Reportagem publicada na edição de ontem do Jornal da Cidade mostrou a invasão dos cavaletes nos espaços públicos em Bauru, principalmente nos canteiros centrais, além de praças e rotatórias. Até então, não havia consenso sobre a legalidade nesse tipo de propaganda. No entanto, os três juízes eleitorais de Bauru se reuniram e decidiram que os cavaletes serão aceitos apenas nas calçadas.
A informação é do chefe de Cartório da 23ª Zona Eleitoral, Munir Sayed. Ele adianta que ainda hoje diversas notificações serão emitidas a candidatos com cavaletes que não estejam colocados no passeio público. “Estamos intensificando os trabalhos de fiscalização”, informou.
A falta de consenso inicial se dava em razão de a resolução do Tribunal Superior Eleitoral (TSE), de número 23.370, vetar a propaganda em “jardins localizados em áreas públicas e vias públicas”, em um dos parágrafos, e liberar os cavaletes nas “vias públicas”, no parágrafo seguinte.
A decisão dos juízes de Bauru foi baseada também em posicionamento do juiz Henrique Harris Júnior, da 1ª Zona Eleitoral de São Paulo, que determinou a apreensão de 132 cavaletes e placas colocados em jardins públicos e canteiros centrais na capital.
Em Bauru, porém, Munir explica que os candidatos serão notificados para que retirem os materiais destes locais. Caso a determinação não seja cumprida, poderão ser multados.

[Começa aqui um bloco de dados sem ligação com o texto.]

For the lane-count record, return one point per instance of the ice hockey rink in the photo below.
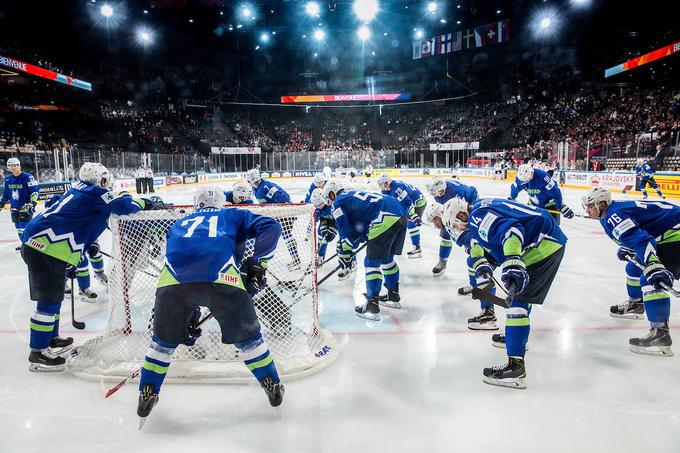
(411, 382)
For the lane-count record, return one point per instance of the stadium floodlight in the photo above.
(106, 10)
(364, 33)
(366, 9)
(313, 9)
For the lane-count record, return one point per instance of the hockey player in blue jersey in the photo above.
(380, 221)
(543, 191)
(318, 183)
(413, 202)
(21, 192)
(442, 191)
(648, 234)
(185, 284)
(57, 238)
(240, 193)
(486, 319)
(267, 192)
(528, 246)
(326, 229)
(646, 174)
(81, 272)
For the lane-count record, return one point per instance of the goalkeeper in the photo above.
(214, 234)
(21, 191)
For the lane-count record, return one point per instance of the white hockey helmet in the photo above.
(320, 179)
(241, 192)
(437, 186)
(317, 199)
(331, 187)
(209, 197)
(383, 179)
(525, 173)
(95, 173)
(595, 196)
(451, 210)
(253, 175)
(436, 210)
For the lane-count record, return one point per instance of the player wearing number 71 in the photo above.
(648, 234)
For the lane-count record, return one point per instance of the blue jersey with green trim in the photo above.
(639, 225)
(72, 224)
(455, 189)
(542, 190)
(268, 192)
(19, 190)
(644, 171)
(405, 194)
(208, 245)
(229, 195)
(356, 212)
(493, 221)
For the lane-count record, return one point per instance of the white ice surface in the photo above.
(410, 383)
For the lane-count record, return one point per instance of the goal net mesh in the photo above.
(287, 307)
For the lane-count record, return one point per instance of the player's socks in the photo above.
(156, 364)
(258, 359)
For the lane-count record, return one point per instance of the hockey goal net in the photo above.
(287, 307)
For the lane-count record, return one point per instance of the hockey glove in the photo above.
(514, 272)
(194, 331)
(256, 277)
(567, 212)
(625, 254)
(657, 275)
(483, 269)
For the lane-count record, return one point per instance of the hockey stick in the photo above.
(117, 387)
(76, 324)
(670, 289)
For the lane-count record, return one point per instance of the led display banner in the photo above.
(44, 73)
(644, 59)
(346, 98)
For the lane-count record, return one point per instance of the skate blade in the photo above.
(486, 326)
(368, 316)
(40, 368)
(659, 351)
(628, 316)
(64, 350)
(511, 383)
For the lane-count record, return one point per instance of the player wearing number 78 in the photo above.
(649, 235)
(217, 236)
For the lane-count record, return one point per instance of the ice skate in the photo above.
(485, 320)
(465, 290)
(87, 295)
(391, 299)
(439, 269)
(42, 360)
(630, 309)
(657, 342)
(147, 401)
(273, 390)
(370, 310)
(509, 375)
(417, 252)
(61, 346)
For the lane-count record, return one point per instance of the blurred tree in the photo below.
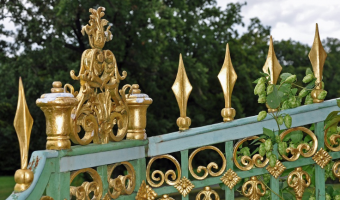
(147, 39)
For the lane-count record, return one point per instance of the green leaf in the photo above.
(296, 136)
(274, 99)
(284, 76)
(269, 133)
(294, 91)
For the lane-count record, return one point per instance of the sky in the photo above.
(289, 19)
(293, 19)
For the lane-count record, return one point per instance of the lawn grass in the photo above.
(6, 186)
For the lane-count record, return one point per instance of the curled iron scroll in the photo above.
(207, 170)
(246, 161)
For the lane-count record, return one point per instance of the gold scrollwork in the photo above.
(145, 192)
(333, 139)
(253, 192)
(296, 152)
(97, 113)
(207, 170)
(118, 184)
(82, 192)
(207, 192)
(336, 170)
(296, 181)
(163, 177)
(246, 160)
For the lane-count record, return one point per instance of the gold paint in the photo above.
(322, 158)
(166, 197)
(296, 152)
(102, 105)
(253, 192)
(246, 161)
(272, 67)
(207, 192)
(57, 109)
(23, 123)
(118, 185)
(182, 89)
(184, 186)
(145, 192)
(230, 179)
(296, 181)
(333, 139)
(227, 78)
(95, 187)
(161, 174)
(138, 104)
(336, 170)
(207, 170)
(317, 57)
(46, 198)
(277, 170)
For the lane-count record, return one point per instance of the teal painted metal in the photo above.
(53, 169)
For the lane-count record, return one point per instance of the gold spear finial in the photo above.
(23, 123)
(227, 78)
(317, 57)
(272, 67)
(182, 89)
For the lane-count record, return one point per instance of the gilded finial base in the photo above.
(23, 179)
(228, 114)
(183, 123)
(315, 93)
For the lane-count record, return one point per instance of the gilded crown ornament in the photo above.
(101, 104)
(317, 57)
(272, 67)
(23, 123)
(227, 78)
(297, 182)
(182, 89)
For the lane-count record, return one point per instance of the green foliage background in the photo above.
(148, 37)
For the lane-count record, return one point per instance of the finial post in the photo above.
(227, 78)
(182, 89)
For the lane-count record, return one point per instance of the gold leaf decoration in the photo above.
(207, 193)
(297, 182)
(184, 186)
(230, 178)
(251, 190)
(145, 192)
(322, 158)
(277, 170)
(182, 89)
(227, 78)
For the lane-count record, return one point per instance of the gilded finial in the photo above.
(23, 123)
(317, 57)
(182, 89)
(272, 67)
(227, 78)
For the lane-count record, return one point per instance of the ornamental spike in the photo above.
(182, 89)
(227, 78)
(272, 65)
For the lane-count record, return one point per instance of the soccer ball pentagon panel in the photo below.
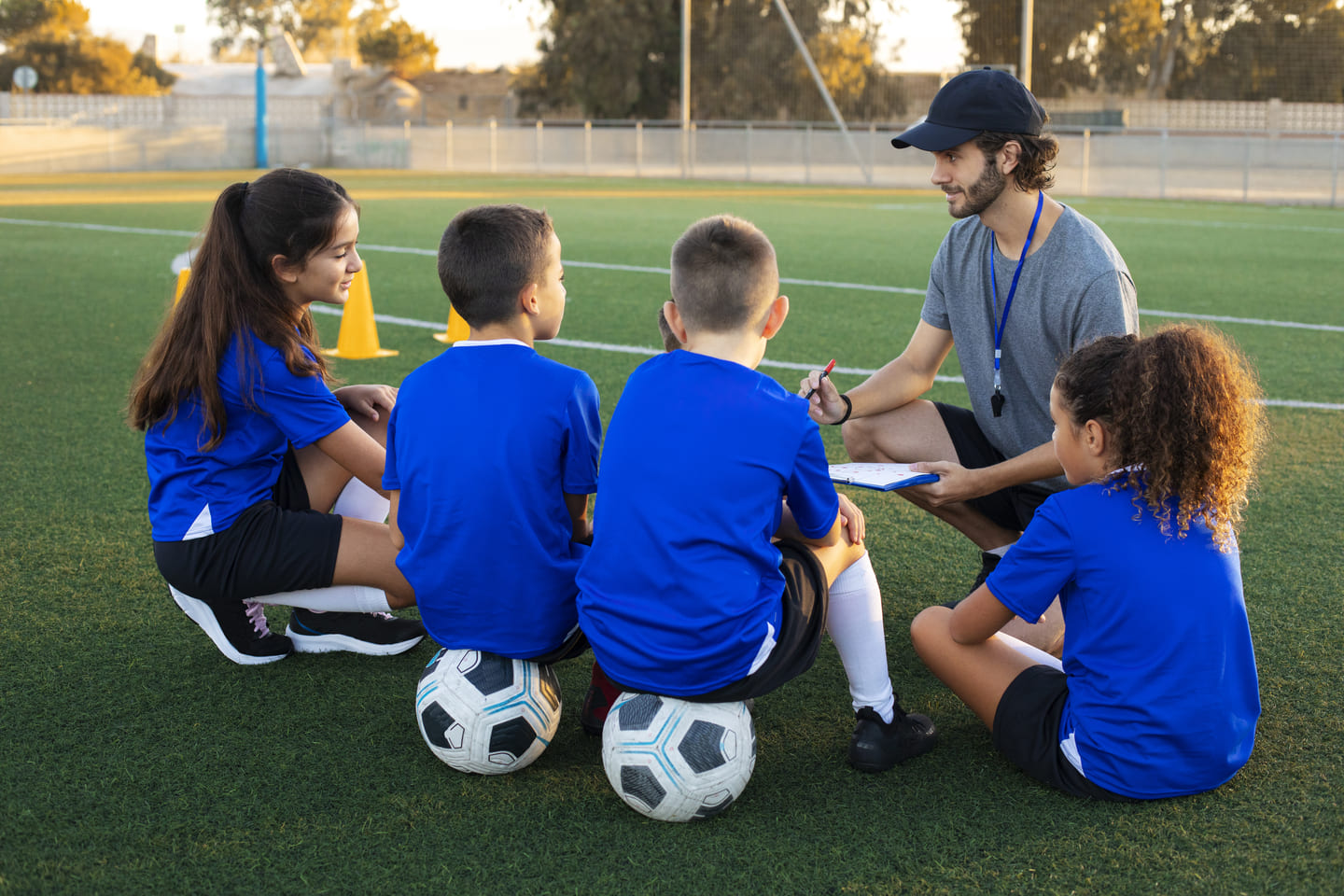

Segundo o chefe de cartório, a segunda-feira foi movimentada no cartório por conta de candidatos que procuravam orientações sobre onde são ou não permitidos os cavaletes, provavelmente provocados pela reportagem da edição de ontem do JC.
Vale lembrar que, além das restrições quanto aos locais, os cavaletes só podem ser exibidos entre as 6h e as 22h. No intervalo entre o segundo e o primeiro horário, devem ser retirados das vias públicas.
Esta regra já foi infringida por Faria Neto (PMDB) e Alex Gasparini (PMDB), como mostrou o JC. O segundo também tinha cavalete em canteiros centrais, mas ligou e avisou ontem à reportagem de que todo o material já havia sido mudado de lugar.
Itinerante
A assessoria de Paulo Eduardo de Souza (PSB), também citado na matéria, procurou o JC para contestar a informação de que o cavalete do candidato estava em local irregular. No entanto, a reportagem não havia associado o material do candidato ao desrespeito à legislação. Contudo, por conta da recente decisão dos juízes de Bauru, o socialista seria notificado caso seu cavalete permanecesse na rotatória da avenida Getúlio Vargas.
A equipe de Paulo, porém, avisa que este tipo de propaganda do vereador é itinerante.
Não constrange mais
Fernando Mantovani (PSDB) desistiu de deixar seu veículo que carrega uma grande placa da propaganda eleitoral em área de estacionamento rotativo, com três cartões de área verde, enquanto participa da sessão da Câmara. A edição de ontem do JC denunciou a prática, flagrada na semana passada.
O tucano disse à reportagem que se sentia constrangido ao estacionar o veículo com suntuoso material de propaganda nas vagas reservadas aos vereadores, na Câmara Municipal, apesar de ter a autorização da Mesa Diretora.